Saving Time with Social Learning

Innovations and new discoveries occur all the time inside organizations. But how can you shorten the time between the moment those discoveries are made and the results  those discoveries will have in terms of increased customer satisfaction or more-efficient internal processes? Cerner Corp., a Kansas City, Mo.-based health-technology company, believes it’s found the answer, said Robert Campbell, the company’s chief learning officer.

Campbell spoke at a panel discussion on social learning at the HR Technology® Conference on Sept. 29. “We created UCern to reduce the time between discovery and adoption,” he said.

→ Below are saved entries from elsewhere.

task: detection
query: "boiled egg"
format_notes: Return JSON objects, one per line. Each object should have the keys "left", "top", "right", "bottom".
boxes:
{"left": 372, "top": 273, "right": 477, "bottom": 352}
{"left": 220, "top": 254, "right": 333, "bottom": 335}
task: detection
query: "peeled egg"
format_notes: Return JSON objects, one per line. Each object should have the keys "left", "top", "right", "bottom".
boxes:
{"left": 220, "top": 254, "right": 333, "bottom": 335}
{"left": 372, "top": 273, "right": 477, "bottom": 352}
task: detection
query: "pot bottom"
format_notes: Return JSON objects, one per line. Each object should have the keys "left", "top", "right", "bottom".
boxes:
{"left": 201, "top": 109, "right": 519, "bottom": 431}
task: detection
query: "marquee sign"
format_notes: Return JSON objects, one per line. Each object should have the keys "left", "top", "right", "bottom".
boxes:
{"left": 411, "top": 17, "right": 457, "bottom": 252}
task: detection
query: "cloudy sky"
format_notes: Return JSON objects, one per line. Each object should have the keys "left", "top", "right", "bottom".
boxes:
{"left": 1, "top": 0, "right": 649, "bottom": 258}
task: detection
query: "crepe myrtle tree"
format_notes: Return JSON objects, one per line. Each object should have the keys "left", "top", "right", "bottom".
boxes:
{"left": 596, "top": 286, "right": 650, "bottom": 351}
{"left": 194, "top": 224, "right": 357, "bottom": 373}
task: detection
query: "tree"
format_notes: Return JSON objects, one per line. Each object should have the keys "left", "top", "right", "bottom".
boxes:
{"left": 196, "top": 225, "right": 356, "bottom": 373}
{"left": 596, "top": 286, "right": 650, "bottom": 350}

UCern is a virtual learning center consisting of threaded discussion lists, a point system that lets users rate the quality of contributors to those discussions, embedded videos and wikis, he said. When employees need the answer to a question, rather than searching for someone within their workgroup who can help them, they can access the discussion lists or the archived discussions for their particular topic. Solutions to vexing problems can be posted on the company’s publicly available wikis, said Campbell, which are available in “published” and “draft” versions. Material posted on published wikis has been verified for accuracy by the company’s experts; material on draft wikis has not yet been verified and is “use at your own risk,” said Campbell. Either way, it’s drastically shortened the time the company previously needed to document and publish information for employees and customers, he said.

Social media technology can, as in Cerner’s example, allow employees to quickly access the experience and knowledge of their colleagues, rather than waiting to take a formalized course or search for documents that may or may not be properly archived, said Jeanne Meister, the panel’s moderator and author of the book The 2020 Workplace.  Nevertheless, many HR leaders are reluctant to embrace social media, she said. They shouldn’t be, she added.

“You have to ask yourself whether your competitors haven’t already embarked on doing this, ” she said. A good place to find out is the website www.socialmediagovernance.com, a database of hundreds of different social-media policies from a wide variety of companies. The database can be searched by industry, so HR can determine whether their company’s competitors are on the social-media bandwagon, said Meister. “Don’t be left behind,” she said.

‘Yelp’ for Rating Managers??

Many of us turn to the website Yelp.com–the site that compiles user reviews of local restaurants and other service providers–when we’re looking for a good place to eat in whatever location we happen to be. But the folks at Cisco Systems are giving some serious thought to creating a homegrown version of Yelp that would let Cisco employees post reviews of their managers in a public forum available to all of the company’s employees, in a fashion similar to the way Yelp.com users rate the newest sushi joint or Italian bistro.

“We’re trying to figure out how ‘ungoverned’ we can be without getting into legal trouble,” said Don McLaughlin, Cisco’s chief learning officer, during a panel discussion on using social media for corporate learning at the HR Technology® Conference.

McLaughlin said he thinks it’s a great idea, although he admitted he’d be a bit worried about getting negatively “Yelped” himself. But the concept ties into Cisco’s long-term strategy with respect to social learning, he said, which is to create a new “capability set” for the company’s next generation of leaders.

Some in the audience were receptive to the idea of a Yelp for managers. “How can you really know what sort of training a manager might need without really frank, honest feedback from his or her direct reports?” one attendee asked.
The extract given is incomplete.